LECCIÓN CUARTA GRADO CUARTO. SONAMBULISMO VERBAL

Cuando habéis agotado y triunfado en el grado 3°, os encontráis ya en vuestro triunfo completo; es decir, en el estudio de la carrera en la que habéis de seguir educando al discípulo.

Una vez que entró en trance y suelto en la palabra, es hora de ponerlo en luz con pláticas breves, sentencias y ejemplos de la primera parte y hacerles comprender la misión que trae, por lo que tiene esas facultades en justicia.

Entonces ha llegado el tiempo de las pruebas de fidelidad, y al efecto en trayectos cortos y conocidos, pero abstrayéndose el operador del todo, (para lo cual puedes tener un entretenimiento de lectura, u otra cosa en que tu mente se fije) mientras el discípulo, en estado sonambúlico, acude a donde es mandado, para lo cual decís: "Necesito que me digas lo que hay en tal casa, de tal calle, número tantos, decímelo"; o en su misma casa en una pieza donde a propósito se hayan cambiado las cosas, o puesto algo que no pertenecía, sin que el discípulo sepa ese cambio.

Tomad bien nota y comprobad la verdad, velando siempre, que influencias extrañas no se interpongan, para lo cual, ponedlo en relación con las fuerzas solidarias de la cosmogonía, que no es, lo que llaman luz astral, sino la luz misma y por lo tanto la fuerza de la solidaridad; y obraran con él, los que están en relación a su grado; pero lo defenderá vuestra fuerza y la de tus aliados mayores.

Seguir estos ejercicios alargando distancias metódicamente, a la par que lo acostumbráis a leer los pensamientos que le rodean y de las personas que le mandáis visitar y hacerle leer cartas cerradas y encerradas en muebles, de las que vosotros no debéis tener conocimiento de su contenido; y luego de unas cuantas experiencias positivas, tendréis la seguridad de las revelaciones de vuestro sonámbulo, cuando debáis saber de cualquier cosa, hombre u objeto, para el bien común y así ascenderéis a los grados inmediatos.

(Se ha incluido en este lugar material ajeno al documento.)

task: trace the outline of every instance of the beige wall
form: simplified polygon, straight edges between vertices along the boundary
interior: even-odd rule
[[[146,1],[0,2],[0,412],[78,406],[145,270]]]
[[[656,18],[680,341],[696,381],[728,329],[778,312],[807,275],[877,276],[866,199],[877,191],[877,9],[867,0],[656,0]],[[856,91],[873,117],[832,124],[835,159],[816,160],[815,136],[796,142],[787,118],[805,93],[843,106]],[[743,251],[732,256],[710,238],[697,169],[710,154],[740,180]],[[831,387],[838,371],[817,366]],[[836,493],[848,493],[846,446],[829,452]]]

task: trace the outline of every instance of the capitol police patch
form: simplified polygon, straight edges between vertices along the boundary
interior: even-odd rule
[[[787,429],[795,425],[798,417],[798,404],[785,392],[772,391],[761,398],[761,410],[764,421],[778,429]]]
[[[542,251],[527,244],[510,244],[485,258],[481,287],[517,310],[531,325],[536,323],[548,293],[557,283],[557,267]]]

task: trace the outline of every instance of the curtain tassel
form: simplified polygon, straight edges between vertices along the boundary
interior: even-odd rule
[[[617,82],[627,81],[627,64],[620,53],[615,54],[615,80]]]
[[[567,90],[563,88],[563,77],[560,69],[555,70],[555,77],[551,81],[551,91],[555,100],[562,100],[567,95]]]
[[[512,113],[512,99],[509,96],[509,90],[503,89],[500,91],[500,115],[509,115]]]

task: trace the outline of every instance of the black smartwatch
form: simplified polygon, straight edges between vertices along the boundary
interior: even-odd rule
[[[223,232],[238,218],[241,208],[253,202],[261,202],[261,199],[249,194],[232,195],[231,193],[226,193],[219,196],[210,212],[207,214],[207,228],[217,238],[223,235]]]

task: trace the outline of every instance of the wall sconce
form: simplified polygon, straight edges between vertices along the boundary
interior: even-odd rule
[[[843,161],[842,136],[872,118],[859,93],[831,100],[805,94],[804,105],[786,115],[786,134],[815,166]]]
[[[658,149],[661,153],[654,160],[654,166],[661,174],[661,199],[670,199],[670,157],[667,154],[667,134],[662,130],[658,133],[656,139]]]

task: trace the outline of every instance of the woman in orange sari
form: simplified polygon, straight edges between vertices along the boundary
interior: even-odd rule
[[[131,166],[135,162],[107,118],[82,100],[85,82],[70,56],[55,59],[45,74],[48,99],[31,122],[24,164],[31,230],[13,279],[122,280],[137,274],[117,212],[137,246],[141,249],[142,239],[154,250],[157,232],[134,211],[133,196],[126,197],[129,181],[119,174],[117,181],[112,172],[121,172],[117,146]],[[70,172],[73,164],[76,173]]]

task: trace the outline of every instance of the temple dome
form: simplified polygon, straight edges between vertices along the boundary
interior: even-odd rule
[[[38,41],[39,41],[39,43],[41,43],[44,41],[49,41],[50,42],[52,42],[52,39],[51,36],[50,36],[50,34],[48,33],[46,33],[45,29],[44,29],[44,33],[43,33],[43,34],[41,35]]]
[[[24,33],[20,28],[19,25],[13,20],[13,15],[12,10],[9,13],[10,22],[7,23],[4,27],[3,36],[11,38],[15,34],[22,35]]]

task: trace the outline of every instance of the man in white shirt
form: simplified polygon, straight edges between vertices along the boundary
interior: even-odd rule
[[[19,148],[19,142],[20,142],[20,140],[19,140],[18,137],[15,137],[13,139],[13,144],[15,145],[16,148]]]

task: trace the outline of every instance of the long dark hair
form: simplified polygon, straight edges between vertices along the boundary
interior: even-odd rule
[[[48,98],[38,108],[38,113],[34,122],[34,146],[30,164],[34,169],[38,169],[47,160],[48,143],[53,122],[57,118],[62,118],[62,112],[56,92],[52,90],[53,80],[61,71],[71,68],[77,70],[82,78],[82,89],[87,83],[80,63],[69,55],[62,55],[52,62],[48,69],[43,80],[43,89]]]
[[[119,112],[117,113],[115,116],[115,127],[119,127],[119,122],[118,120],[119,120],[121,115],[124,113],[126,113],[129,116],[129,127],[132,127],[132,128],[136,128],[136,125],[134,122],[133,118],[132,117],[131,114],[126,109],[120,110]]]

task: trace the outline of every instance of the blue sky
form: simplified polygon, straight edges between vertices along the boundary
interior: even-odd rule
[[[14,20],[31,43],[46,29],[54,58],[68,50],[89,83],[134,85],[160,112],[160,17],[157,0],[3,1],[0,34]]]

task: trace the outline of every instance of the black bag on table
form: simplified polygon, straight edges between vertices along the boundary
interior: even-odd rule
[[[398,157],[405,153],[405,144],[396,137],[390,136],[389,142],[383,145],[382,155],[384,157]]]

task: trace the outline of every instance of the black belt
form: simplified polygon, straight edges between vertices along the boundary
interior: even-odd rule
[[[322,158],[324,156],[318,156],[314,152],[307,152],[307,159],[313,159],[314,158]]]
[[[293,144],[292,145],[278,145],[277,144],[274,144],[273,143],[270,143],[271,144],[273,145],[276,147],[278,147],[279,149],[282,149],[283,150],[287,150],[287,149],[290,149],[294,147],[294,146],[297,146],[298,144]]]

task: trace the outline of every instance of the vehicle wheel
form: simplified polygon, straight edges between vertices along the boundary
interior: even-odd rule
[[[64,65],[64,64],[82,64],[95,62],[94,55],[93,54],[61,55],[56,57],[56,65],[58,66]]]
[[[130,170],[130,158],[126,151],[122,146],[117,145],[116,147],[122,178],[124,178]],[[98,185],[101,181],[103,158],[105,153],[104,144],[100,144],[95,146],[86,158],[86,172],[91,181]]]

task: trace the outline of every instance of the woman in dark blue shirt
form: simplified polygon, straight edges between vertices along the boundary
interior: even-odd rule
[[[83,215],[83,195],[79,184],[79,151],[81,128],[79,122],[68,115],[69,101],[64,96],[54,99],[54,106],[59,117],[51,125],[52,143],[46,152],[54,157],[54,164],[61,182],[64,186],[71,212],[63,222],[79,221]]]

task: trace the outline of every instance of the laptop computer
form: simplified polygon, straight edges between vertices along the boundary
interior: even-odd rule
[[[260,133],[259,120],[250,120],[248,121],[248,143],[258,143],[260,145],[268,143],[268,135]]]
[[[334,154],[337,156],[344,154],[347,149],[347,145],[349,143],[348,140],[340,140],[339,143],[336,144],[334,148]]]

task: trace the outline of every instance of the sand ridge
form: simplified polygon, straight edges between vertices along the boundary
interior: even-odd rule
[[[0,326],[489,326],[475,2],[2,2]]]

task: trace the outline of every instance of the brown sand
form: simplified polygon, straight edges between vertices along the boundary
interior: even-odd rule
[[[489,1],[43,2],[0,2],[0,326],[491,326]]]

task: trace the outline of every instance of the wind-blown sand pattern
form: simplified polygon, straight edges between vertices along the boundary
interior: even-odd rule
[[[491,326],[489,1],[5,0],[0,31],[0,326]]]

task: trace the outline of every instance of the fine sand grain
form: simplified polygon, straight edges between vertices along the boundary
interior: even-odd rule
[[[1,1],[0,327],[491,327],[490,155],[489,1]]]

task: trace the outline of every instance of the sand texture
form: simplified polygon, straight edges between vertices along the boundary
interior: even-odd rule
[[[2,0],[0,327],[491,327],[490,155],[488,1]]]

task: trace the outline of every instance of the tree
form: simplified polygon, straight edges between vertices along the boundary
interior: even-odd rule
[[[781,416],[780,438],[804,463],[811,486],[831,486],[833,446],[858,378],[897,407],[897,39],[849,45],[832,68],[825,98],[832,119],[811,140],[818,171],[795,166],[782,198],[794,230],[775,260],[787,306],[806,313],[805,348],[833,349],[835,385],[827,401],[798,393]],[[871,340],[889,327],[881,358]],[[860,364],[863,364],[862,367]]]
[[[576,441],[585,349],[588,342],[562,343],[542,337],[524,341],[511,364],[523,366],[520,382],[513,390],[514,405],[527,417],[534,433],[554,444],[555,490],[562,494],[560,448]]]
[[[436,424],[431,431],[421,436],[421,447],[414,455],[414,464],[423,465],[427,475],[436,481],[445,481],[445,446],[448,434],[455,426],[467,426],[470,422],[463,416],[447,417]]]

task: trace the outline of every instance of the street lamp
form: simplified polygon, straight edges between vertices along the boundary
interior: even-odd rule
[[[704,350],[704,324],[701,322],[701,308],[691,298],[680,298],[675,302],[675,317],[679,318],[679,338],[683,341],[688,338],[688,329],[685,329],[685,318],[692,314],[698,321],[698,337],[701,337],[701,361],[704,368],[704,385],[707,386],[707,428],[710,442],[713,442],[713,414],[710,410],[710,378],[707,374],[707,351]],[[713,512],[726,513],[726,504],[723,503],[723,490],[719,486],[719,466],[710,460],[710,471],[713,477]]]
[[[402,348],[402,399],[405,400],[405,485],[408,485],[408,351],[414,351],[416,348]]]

En este grado, debéis ejercitarlo mucho en la busca de objetos fáciles y personas, requiriendo perfecta lucidez para describirlo todo y anotarlo; mas no le permitáis al sonámbulo recordarlo, pero sí, los paisajes, puntos y según conveniencia las personas que visitó y mantenerlo muy fiel a vuestra obediencia, sólo en la facultad.

Hacer del discípulo, un perfecto modelo de corrección y cordura, dándole una entereza firme, sin orgullo y un gran amor, sin sentimentalismos grotescos y matar en él todos los prejuicios, sobre todo de religión, científicos y de sociedad, pero sin faltar a las constituciones en lo que se refiere al régimen; es decir, no conspirar, pero sí corregir las mismas instituciones, en favor de vuestra carrera y cargo de maestro, para lo cual, ya que contáis con instrumentos buenos, tenéis los dos grados superiores siguientes y aún un séptimo, pero que no es del tratado del magnetismo, sino donde empiezan de lleno las funciones del puro y verdadero espiritismo.